Comics/Graphic Novels

How To Get Out Of A Comics Slump

This content contains affiliate links. When you buy through these links, we may earn an affiliate commission.

Jessica Pryde

Contributing Editor

Jessica Pryde is a member of that (some might call) rare breed that grew up in Washington, DC, but is happily enjoying the warmer weather of the desert Southwest. While she is still working on what she wants to be when she grows up, she’s enjoying dabbling in librarianship and writing all the things. She can be found drowning in her ever-growing TBR and exclaiming about romance in the Book Riot podcast (When in Romance), as well as on social media. Find her exclamations about books and pho on twitter (JessIsReading) and instagram (jess_is_reading).

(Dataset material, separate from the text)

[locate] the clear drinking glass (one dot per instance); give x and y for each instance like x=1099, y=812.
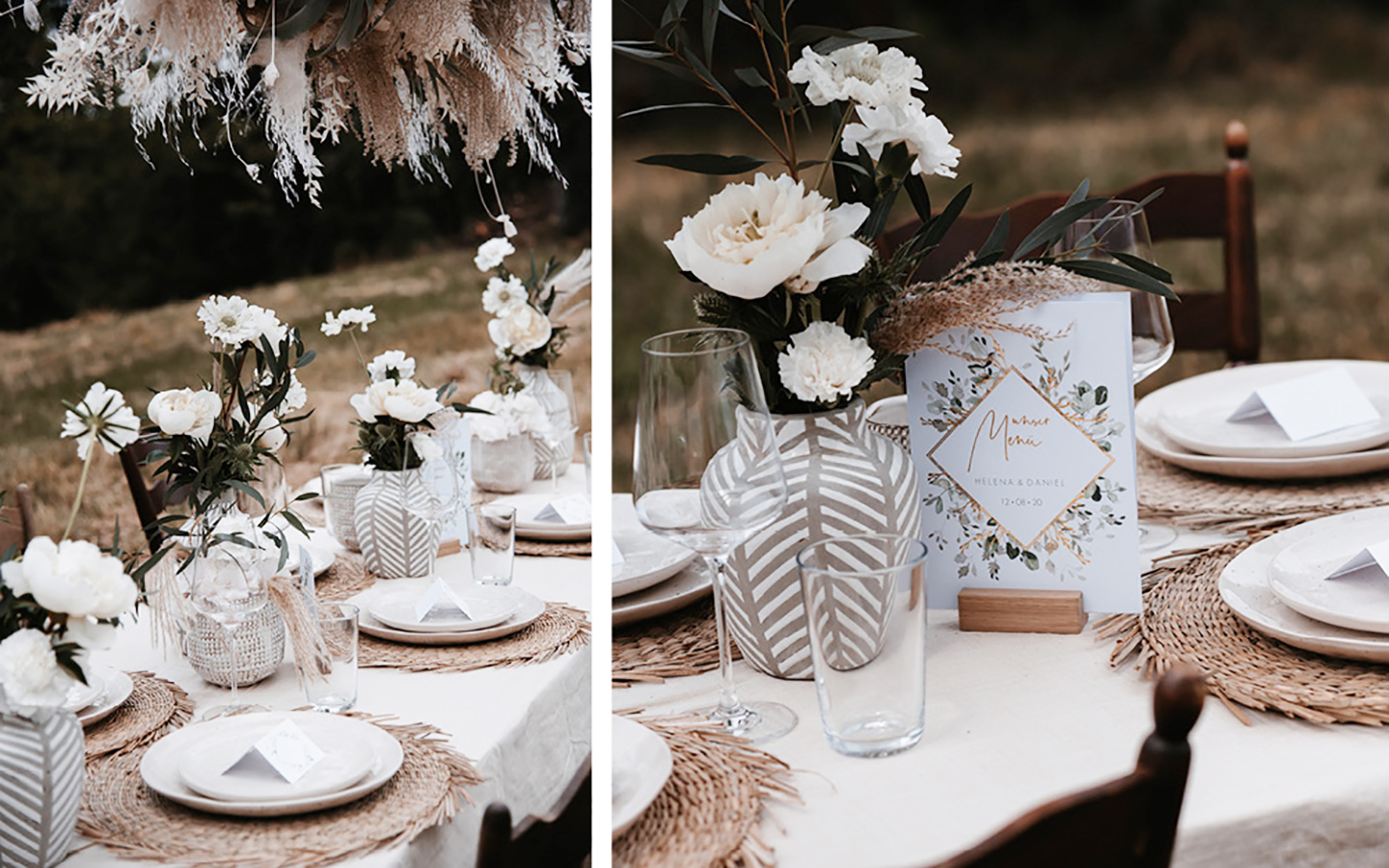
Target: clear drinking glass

I have several dozen trade paperbacks that regularly stare at me, calling for me. “Read me!” They say. “We miss you!” They hurl themselves at me every time I walk past the three-foot Billy chock full of years’ worth of backlist.

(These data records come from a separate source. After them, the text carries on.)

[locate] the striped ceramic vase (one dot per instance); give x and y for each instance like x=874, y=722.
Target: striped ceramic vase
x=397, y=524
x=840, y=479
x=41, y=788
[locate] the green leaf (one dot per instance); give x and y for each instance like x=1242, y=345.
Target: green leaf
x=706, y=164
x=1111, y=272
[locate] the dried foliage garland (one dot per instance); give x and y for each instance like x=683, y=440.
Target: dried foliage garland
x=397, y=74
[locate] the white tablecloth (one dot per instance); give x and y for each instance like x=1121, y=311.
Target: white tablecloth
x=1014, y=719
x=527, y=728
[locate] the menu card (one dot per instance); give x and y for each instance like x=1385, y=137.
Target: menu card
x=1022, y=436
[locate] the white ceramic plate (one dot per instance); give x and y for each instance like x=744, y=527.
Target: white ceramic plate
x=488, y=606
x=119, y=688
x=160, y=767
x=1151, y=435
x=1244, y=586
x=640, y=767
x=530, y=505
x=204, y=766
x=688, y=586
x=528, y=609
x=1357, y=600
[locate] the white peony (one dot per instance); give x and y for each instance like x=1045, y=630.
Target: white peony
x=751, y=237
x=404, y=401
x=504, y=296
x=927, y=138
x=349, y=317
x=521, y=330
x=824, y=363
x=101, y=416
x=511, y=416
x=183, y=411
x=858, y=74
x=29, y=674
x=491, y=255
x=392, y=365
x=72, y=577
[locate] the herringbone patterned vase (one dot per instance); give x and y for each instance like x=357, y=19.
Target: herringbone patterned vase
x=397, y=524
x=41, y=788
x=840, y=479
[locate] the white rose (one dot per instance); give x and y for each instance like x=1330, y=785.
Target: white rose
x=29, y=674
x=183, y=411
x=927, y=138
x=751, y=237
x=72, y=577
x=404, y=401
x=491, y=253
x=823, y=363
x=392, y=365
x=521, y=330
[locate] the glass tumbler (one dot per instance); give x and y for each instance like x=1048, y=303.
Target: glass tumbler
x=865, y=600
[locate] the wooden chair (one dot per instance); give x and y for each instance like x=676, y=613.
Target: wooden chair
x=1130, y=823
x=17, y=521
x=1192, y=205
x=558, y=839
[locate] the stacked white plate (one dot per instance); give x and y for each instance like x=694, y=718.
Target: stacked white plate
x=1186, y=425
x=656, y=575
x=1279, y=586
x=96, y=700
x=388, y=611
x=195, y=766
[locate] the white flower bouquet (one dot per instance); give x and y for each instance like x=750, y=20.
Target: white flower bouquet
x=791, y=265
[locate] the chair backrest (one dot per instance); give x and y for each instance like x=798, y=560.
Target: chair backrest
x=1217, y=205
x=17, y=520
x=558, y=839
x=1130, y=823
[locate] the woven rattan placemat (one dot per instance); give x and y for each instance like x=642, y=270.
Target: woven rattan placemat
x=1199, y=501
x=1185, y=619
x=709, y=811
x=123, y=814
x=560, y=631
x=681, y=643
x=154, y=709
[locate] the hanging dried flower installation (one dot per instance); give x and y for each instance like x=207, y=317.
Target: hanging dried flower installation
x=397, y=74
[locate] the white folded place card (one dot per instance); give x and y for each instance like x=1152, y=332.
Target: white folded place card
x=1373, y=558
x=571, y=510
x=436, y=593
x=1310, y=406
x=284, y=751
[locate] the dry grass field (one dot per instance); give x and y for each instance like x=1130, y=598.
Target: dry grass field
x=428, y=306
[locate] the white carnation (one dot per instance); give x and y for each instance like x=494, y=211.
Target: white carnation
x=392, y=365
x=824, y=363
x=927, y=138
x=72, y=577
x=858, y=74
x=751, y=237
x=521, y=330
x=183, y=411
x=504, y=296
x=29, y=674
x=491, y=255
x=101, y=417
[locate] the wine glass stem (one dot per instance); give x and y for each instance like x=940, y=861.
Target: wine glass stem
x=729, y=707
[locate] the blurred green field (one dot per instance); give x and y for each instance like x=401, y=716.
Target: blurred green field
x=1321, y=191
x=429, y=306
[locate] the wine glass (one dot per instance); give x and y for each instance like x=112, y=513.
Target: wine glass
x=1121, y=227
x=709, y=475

But when I look at them, I just balk in horror. Not because I don’t like comics anymore, but because many of them are part of ongoing series or the beginnings of ones that require a lot of settling into world-building that my brain just can’t handle right now.

Sometimes I think of just taking them all to a used bookstore and slowly reacquiring the ones I still really want to read. Or just dropping them in a Little Free Library and signing off on them forever.

But I’ve already done several rounds of weeding, and I really do want to read them someday.

Someday being the operative word, of course.

But what I really needed was to bust my slump. And I found a way to do that, so that I can finally pick up Saga: Volume 8 (I knooooow) or start World of Wakanda.

Backstagers Vol. 31: Read Something That Requires Very Little Deep Thought

This sounds like a horrible thing to say, but sometimes you just need something light and ridiculous to get you back into the format. Maybe I wasn’t ready for something that wasn’t prose, and needed something to help me work my cognitive comics muscles. You know what’s good for that? Something that is full of vignettes and characters that you know but don’t need to. Like Backstagers: Volume 3.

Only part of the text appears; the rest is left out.